Folbigg’s fate now rests with the NSW Governor and the politically appointed Attorney-General, Mark Speakman.

Will they agree with claims by the Australian Academy of Science, that the scientific conclusions reached by the Appeal Court judges are flawed, or will they decide that the circumstantial evidence presented at Folbigg’s trial, and the evidence of her diaries, overrides these claims?

Edmond argues that: “NSW should have an independent criminal cases review commission — like England, Scotland and New Zealand.”

And he adds: “At one level, given the medical evidence, the diary entries may not even be meaningful. If there is no medical evidence suggesting murder or even deliberate harm, does it matter that a woman has written self-deprecating and adverse self-accusations? The ambiguous diaries must be read subject to the medical evidence. If the medical evidence does not support murder, then ambiguous diaries cannot operate as a makeweight.”

Blackwell says: “There have been significant advancements in science and medicine in the last 18 years. This is particularly evident in the field of genetics, which has led to groundbreaking findings that could not have been envisioned almost two decades ago. The law needs to be open to this progress. It also requires scientists to support the legal system in their understanding of the true cause of all unexpected deaths.”

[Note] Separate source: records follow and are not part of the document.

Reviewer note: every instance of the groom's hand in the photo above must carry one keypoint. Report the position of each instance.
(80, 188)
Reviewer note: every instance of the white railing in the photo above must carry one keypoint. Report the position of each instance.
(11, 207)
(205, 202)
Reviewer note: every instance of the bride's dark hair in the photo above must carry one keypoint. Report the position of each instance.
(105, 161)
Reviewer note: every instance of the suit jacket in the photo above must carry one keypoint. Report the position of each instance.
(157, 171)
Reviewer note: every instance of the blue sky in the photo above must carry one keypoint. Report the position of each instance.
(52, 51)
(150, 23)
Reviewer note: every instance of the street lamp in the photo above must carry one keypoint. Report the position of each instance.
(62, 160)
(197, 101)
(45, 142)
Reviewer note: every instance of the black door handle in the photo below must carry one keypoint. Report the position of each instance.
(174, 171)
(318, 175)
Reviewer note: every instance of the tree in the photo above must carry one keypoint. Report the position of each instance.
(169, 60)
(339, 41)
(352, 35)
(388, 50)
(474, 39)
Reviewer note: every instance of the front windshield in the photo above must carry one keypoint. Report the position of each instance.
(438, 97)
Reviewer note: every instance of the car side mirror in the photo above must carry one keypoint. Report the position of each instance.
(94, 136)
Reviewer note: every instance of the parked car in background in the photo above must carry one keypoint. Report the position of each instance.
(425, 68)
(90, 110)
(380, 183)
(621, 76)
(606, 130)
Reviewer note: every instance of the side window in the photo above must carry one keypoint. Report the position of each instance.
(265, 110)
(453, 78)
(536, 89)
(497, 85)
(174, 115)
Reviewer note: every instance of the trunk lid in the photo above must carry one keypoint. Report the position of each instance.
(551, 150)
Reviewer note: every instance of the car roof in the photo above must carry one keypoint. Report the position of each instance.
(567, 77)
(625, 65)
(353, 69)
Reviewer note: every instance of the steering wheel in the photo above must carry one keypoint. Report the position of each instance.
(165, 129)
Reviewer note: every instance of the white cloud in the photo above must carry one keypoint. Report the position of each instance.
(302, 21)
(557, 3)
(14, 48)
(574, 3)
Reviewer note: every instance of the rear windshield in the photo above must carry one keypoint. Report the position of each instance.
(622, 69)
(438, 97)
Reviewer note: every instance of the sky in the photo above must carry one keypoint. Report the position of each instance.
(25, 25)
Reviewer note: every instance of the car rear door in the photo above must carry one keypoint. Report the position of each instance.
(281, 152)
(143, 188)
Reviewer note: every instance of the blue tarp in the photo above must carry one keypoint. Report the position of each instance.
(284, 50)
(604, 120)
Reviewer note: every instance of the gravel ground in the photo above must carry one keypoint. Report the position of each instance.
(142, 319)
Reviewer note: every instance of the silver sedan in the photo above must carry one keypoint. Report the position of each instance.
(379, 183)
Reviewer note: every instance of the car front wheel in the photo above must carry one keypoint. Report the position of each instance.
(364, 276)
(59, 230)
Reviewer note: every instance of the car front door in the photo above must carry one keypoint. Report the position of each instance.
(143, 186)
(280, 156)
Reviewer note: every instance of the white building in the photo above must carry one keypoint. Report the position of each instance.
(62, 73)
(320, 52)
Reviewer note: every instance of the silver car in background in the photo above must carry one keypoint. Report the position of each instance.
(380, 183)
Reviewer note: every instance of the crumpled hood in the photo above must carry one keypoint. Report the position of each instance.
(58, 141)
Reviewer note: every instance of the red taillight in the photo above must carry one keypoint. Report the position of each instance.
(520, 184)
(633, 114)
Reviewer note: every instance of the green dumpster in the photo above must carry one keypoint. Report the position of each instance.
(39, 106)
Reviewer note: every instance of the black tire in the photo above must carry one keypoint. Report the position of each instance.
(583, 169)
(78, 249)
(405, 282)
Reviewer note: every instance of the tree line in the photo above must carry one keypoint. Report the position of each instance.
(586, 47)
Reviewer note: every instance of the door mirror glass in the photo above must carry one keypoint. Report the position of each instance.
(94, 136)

Solicitor Rhanee Rego and barrister Robert Cavanagh, co-authors of the petition seeking Folbigg’s release, believe that the Appeal Court’s decision this week “should not impact on the petition for pardon of Ms Folbigg, which is currently under consideration by the Governor. The petition deals with matters not considered by the NSW Court of Appeal.”

Rego says: “One of the biggest tensions in our legal system is the varying levels of scientific literacy of those who preside over and appear in courtrooms.

“This can lead to fundamental errors in the assessment of scientific evidence … We must be conscious to listen to those experts who represent their field of expertise and treat with caution those who do not.”